地方の暮らしの素晴らしさ
地方が消滅して行くという見方は、中途半端な状況の見方である。日本の様な地域で、全く人が住まなくなった所で、地域が消滅した訳ではない。一日で歩いて行けない所など日本にはない。人口が減少して行くのは、自然の良い流れであるし、無理して人口増加を計る必要などまったくない。むしろ、6000万人位まで減少する方が暮らしにとっては良い。出来る事ならば3000万人なら理想だ。桃山文化を作り出した時代は1500万人の日本人だ。世界との競争に躍起となって、日本人である事を捨ててしまうぐらいなら、経済競争から降りてしまい、日本人らしく暮らしてゆく方がはるかにましである。日本がそうなる訳もないから、自分だけでもそう暮らしてゆくつもりだ。日本人であるという事は、先ず稲作をして自分の食べるものを確保する暮らしだ。日本の地方に人が減少すれば、むしろそれはたやすいものになる。そのどこかで暮らす事が誰にでもできるようになるのかもしれない。自給生活を覚悟すれば怖いものはない。

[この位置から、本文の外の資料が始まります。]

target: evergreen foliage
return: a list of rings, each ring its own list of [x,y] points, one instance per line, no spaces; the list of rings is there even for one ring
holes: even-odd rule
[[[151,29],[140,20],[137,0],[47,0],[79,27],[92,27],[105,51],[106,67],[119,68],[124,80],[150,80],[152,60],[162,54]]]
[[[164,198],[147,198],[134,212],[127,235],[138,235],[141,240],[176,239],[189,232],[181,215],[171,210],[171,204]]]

自給生活をすれば、何とか生きて行けるのが日本のすばらしい国土である。地方が消滅するという話は、都市生活を望む都会的な地方が消滅すると言う事だ。むしろ地方の良さを味わおうと思えば、消滅してくれる方がありがたい側面がいくらでもある。まず、地方には仕事がないという事が言われる。ここでいう仕事は、勤め先がないという意味の仕事だ。何処かへ勤めて暮らそうと言うのは、まず、都会人的な発想なのだ。人間が生きるという基本から言えば、勤めると言うのは、一つの手段にすぎない。自分ひとりで生き抜く知恵があれば、会社がなくてもいい。逆に地方が消滅する一番が、適度に勤め先があると言う事による。地方の部落の暮らしというものは、勤め人になる事で成立しなくなった。別段村の水路の草刈りをしなくとも、暮らせる。村の鎮守の森が荒れた所で暮らしには関係がない。ごみだって、役所が取りに来る。つまり、勤め先が出来たことで、地域での暮らしは失われた。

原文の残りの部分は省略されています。